I returned to football in 1999 when I signed on as president of Goal Media Group, a company with the ambitious goal of building a global network of football sites. We set up goalnetwork.com for UK and North American fans and todogol.com for Spanish-speaking fans in the western hemisphere. We were going to be there for every fan, everywhere. Instead, we ran out of money and the sites went dark.

A typical dotcom story, you’re thinking – just more greedy folks chasing a pile of money. I won’t deny I hoped I’d retire a little earlier than planned. At the same time, I never believed in the stratospheric values placed on all those little dotcom companies. It was clear to me that a business with sales and potential profits equivalent to a medium-sized magazine should not have a stock market value equal to that of BT (certainly not a well-run BT).

Goal Media Group had people who cared about the sport and about what we were trying to do. Alan Rothenberg, Mr Football in the US and the man who ran the 1994 World Cup, was our chairman.

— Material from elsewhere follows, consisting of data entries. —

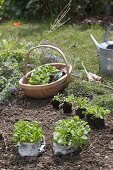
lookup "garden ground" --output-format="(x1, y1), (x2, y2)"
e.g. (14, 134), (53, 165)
(0, 92), (113, 170)
(0, 18), (113, 170)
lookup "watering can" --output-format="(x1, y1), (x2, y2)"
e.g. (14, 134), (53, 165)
(90, 24), (113, 76)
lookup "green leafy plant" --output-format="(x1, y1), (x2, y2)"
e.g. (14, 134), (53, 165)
(85, 104), (111, 119)
(74, 97), (88, 109)
(91, 94), (113, 110)
(13, 120), (43, 145)
(28, 65), (59, 85)
(53, 116), (90, 148)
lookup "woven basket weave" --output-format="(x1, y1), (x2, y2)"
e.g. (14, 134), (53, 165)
(19, 45), (72, 98)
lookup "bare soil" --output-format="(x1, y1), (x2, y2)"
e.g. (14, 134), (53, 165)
(0, 94), (113, 170)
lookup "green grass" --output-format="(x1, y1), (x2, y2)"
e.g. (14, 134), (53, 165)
(0, 21), (105, 73)
(0, 21), (113, 103)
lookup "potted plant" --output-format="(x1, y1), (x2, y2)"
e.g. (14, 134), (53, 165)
(52, 93), (62, 109)
(28, 65), (59, 85)
(53, 116), (90, 155)
(13, 120), (45, 156)
(74, 97), (88, 118)
(63, 94), (74, 113)
(85, 104), (110, 129)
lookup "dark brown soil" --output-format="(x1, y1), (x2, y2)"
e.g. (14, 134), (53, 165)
(0, 92), (113, 170)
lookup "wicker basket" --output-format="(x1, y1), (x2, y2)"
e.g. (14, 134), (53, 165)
(19, 45), (72, 98)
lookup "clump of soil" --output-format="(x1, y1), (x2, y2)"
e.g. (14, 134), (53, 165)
(0, 91), (113, 170)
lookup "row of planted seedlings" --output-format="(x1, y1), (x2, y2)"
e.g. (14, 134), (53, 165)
(13, 116), (90, 157)
(13, 94), (110, 156)
(52, 94), (111, 129)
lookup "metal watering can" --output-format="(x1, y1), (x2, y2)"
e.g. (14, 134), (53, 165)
(90, 24), (113, 75)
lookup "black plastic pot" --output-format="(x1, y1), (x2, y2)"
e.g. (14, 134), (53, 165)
(63, 102), (72, 113)
(75, 108), (86, 119)
(52, 100), (60, 110)
(86, 114), (105, 129)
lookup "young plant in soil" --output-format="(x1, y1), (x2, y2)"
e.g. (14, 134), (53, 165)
(85, 104), (110, 129)
(62, 94), (74, 113)
(52, 93), (62, 109)
(53, 116), (90, 154)
(13, 120), (44, 156)
(74, 97), (88, 119)
(28, 65), (59, 85)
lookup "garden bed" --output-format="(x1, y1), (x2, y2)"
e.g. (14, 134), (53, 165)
(0, 93), (113, 170)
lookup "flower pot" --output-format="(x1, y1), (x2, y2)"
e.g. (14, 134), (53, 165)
(52, 100), (60, 109)
(75, 108), (86, 119)
(86, 114), (105, 129)
(18, 140), (45, 157)
(63, 102), (72, 113)
(53, 143), (77, 155)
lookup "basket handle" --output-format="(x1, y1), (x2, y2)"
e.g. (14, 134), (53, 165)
(24, 45), (69, 78)
(103, 24), (113, 42)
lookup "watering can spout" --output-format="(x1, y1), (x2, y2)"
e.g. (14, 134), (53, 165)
(90, 34), (99, 52)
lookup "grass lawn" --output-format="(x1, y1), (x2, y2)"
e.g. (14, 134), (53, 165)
(0, 21), (113, 170)
(0, 21), (105, 73)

Roberto Baggio and David Platt were investors, and US coach Bruce Arena and Colombian midfielder Carlos Valderrama signed on to write columns. Writers, editors, technical staff and managers continued to work on the sites for months after we ran out of money. Our mission was a good one. We wanted to bring to a US audience the kind of coverage the traditional media has not given and will not give football.

For the UK audience, our aim (a tougher one in a much more sophisticated football market) was to deliver global coverage to fans we thought were tired of the parochialism of the next Man Utd headline followed by another retread of the Three Lions ­metaphor. Like I said, a good mission. And the best job I’ve ever had. While much of the civilised world glories in the great comeuppance of the dotcom crowd – “they weren’t as smart or clever or even rich as the rest of us” – it’s not a bad time to look at what the web has done for the fan.

Goalnetwork.com did not fulfil its goal, but the collective web, in a weird way, did it for us. As a football fan trapped in the American media sphere, I now have multiple sources for coverage of my national team and my MLS team. Even a press release on an official site is news when you don’t get coverage from the press. I’m also a fan of Nottingham Forest and of the global game, and if you think the US team and the MetroStars are poorly covered here, imagine what US papers and TV stations give me on football in the east midlands or Senegal.

Press coverage of football in the UK is different, you say. There’s tons of it. The web wasn’t needed. Really? A supporter who loves any club not in the Premiership can now get coverage unimagined in the days before the web. Real-time news and results are there for free, rather than for the many-pence-per-second cost of Clubcall. There are many fans in the UK who want to follow the game outside their own country, where the traditional media often fails to deliver.

In the glory days two years ago, the web was going to set us free. It would feed the poor. Teach the illiterate. Bring peace. We would soar into the air as great disembodied cyber-intelligences like one of those fuzzy light balls in Star Trek. Full results and goal scorers are enough for me.